Spark has won the rights to the English Premier League. It will have New Zealand exclusive rights to the football competition from the start of the 2019–20 season for three years until May 2022. It also has the local rights to Manchester United TV.
The company says it plans to wrap the two football deals into a new standalone sports media business. Spark already has the rights to next year’s Rugby World Cup.
English Premier League football fans are well used to watching games using streaming. It was the first major sporting property to be picked up by a digital organisation. That was Coliseum Sports Media which had the rights from 2013 to 2016. Spark worked in a partnership with Coliseum before BeIn Sport won the rights.
In a media statement Spark managing director Simon Moutter say his company developed its plan after looking at overseas sports content media moves.

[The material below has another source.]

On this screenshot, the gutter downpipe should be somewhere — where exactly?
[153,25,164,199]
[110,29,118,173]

He says: “We’ve carefully considered the different models and will be looking to replicate the good things other businesses have done and learn from the challenges they’ve had — all the while thinking carefully about how sports media sits in a New Zealand context”.
Spark says it will launch its own sport ‘platform’ early in 2019 and will annouce pricing and package deals closer to the launch.
Spark hired Jeff Latch to head the Spark Sport operation. He will oversee buying more content rights and will take charge of the ‘platform’. Latch was previously director of content at TVNZ. In that role he was in charge of buying content, including sport. Spark is partnering with TVNZ for the Rugby World Cup project.
Latch says Spark will work with a specialist sports-streaming company. He says the platform used will be different from the one used by Spark’s Lightbox service.
He also said Spark intends its sports media operation to work as a standalone business and not be used merely as a way to woo broadband or mobile customers. To a degree this is what Spark has done with Lightbox.